I am using XEN bootup to try and utilize a virtual Windows environment within the OpenSuse session. However, I joined a local AD account and created an AD account with its own folders. Logged in as DOMAIN\user and everything worked fine.

However, when I tried to log in with the network unavailable, it either says login failed or login disabled. I tried different combinations and nothing worked.

Some things I tried:

  1. Logging in as root with/without Xen bootup
    : same effect
  2. Logging in as DOMAIN\user with/without Xen on the domain network
    : works
  3. Logging in as DOMAIN\user NOT on domain network
    : login failed
  4. Logged in as local root NOT on domain network;
    : works (of course)
  5. Logged in as local root NOT on domain;
    Tried to create new session with “Offline Auth” selected;
    : user/pass prompt doesn’t even show, frozen on screen with a messed up background like a collage of different images from recent session
  6. Logged in as local root;
    no network connection;
    unchecked “Offline Auth” AND the “Use SMB information for Linux Authentication” option under the Windows Domain Settings;
    tried to log into a new session
    : login prompt available; “login failed”

Before I pull out the rest of my hair … what can I do to maintain my AD account login and keep those SMB credentials offline so that I can log into my laptop without having to be on the domain network.
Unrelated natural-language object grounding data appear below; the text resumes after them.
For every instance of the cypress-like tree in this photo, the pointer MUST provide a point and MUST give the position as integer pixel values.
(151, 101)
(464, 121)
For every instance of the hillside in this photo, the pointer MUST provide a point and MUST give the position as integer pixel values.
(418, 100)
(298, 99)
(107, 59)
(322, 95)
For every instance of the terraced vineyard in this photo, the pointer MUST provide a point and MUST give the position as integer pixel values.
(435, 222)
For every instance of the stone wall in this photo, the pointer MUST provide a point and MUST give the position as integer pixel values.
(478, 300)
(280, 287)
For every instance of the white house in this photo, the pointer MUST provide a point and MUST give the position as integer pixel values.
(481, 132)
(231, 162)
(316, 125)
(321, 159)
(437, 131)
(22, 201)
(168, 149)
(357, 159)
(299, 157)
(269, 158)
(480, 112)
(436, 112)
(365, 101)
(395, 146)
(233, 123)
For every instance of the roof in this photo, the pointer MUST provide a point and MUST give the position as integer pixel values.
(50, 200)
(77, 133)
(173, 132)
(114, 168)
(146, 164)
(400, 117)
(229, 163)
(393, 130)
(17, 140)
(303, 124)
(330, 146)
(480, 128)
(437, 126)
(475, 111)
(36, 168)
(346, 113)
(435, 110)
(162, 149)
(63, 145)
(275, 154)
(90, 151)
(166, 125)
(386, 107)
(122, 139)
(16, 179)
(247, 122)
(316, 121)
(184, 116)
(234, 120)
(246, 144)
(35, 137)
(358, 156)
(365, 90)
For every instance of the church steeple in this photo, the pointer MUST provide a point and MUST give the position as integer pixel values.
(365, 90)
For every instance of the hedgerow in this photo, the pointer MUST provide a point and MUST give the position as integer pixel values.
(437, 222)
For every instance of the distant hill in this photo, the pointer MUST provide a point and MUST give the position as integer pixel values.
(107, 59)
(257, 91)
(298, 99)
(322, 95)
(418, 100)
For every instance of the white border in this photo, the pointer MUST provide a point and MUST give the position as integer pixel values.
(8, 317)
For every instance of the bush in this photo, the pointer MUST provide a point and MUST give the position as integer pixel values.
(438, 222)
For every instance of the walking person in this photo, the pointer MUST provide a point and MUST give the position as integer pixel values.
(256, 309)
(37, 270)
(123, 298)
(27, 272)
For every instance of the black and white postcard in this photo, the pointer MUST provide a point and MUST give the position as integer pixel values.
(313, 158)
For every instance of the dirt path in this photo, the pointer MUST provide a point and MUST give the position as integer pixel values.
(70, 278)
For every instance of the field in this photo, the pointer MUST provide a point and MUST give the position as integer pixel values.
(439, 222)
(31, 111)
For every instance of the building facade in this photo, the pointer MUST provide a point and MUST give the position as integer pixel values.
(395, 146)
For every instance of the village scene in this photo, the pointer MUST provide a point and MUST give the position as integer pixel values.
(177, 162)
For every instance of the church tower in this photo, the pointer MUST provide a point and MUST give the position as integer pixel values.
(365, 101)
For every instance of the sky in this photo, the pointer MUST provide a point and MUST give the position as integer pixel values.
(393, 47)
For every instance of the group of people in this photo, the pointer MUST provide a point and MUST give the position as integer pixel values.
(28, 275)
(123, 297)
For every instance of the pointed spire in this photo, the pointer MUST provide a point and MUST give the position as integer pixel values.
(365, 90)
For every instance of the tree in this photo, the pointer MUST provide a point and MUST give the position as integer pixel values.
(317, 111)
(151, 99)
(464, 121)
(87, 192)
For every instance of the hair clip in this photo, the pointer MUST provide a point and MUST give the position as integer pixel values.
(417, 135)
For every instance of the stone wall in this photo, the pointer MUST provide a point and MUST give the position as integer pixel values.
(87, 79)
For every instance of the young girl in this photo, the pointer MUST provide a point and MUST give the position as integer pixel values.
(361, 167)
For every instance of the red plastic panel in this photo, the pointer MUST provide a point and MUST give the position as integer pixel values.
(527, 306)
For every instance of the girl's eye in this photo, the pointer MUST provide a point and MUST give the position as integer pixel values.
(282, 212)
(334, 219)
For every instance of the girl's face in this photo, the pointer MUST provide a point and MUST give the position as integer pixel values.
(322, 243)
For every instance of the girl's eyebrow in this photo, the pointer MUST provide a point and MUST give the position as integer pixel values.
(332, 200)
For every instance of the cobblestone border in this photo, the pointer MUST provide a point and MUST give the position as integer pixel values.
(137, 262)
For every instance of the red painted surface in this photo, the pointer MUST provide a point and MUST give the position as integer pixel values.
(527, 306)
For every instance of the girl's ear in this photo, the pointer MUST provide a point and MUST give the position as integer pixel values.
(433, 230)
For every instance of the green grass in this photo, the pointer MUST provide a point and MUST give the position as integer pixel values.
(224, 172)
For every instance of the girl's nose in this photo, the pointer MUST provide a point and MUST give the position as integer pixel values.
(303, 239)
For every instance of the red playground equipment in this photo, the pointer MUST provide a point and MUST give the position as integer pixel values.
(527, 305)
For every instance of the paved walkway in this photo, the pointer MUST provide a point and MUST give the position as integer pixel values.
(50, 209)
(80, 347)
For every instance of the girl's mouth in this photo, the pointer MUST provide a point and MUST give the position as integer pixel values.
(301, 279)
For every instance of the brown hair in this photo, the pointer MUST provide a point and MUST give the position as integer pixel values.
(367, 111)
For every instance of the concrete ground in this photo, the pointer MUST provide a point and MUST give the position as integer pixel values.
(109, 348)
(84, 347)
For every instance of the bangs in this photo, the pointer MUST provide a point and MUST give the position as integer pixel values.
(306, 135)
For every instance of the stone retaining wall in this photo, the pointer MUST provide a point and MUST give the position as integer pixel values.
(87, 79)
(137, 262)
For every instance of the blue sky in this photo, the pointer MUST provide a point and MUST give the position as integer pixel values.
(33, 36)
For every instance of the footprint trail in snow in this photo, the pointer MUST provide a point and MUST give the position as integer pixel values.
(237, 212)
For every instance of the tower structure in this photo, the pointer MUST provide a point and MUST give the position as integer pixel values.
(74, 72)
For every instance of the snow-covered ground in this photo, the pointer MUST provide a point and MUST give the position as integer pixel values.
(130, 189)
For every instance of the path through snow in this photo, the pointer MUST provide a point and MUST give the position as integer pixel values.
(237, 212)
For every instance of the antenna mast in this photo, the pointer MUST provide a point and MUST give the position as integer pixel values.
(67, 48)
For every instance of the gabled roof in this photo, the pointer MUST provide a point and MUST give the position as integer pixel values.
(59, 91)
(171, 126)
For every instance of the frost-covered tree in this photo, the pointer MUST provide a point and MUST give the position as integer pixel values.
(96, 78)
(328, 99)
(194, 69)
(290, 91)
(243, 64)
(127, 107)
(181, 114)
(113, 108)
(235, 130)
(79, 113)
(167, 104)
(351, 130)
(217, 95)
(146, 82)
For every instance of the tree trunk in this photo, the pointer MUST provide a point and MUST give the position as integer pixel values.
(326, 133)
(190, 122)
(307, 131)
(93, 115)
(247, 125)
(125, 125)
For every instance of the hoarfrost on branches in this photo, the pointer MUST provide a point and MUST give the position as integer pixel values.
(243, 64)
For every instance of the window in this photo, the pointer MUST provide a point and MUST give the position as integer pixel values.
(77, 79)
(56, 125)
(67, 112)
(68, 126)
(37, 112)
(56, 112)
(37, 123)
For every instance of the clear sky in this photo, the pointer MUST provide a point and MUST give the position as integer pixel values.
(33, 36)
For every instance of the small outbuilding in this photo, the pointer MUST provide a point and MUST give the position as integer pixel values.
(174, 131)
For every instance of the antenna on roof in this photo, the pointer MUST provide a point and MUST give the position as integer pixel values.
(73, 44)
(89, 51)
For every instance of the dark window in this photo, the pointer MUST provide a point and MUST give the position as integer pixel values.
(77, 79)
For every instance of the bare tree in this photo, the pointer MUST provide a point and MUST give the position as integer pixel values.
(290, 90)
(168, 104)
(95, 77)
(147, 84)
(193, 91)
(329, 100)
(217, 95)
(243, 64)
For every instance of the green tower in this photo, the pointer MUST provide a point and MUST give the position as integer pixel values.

What step am I missing here?

Thanks!

My laptop: DELL XPS M1530, OpenSUSE 11.1 x86_64, KDE 4.1

Hi,

You cannot log in the domain if the network is not available. How would you like to do so? If the network is not there also the AD server is not there. If the AD server is not there you can’t authenticate against the AD server. So the system will tell you that the login failed.

If you need to log in without AD you have to log in as a local user. So create another user with a local login and use this one in case you are away from the AD network.

hth

Bye

Erik

Really?? You can do that with Windows account as long as you have authenticated at least once with the AD account and you have a cached key. There are settings for PAM and SMB that should allow for cached authentication token of some kind so that laptop users can still log into their account. Otherwise laptop users can not use AD accounts at all… sounds strange that this would be the case …

You didn’t remember to enable cache logons - as I recall it was called Offline Authentication - check your Windows Domain Membership in YAST.

Hi,
Offline Authentication is checked. When it is checked and the network is not connected, I still can’t log in. Is there another setting that I have to look at it?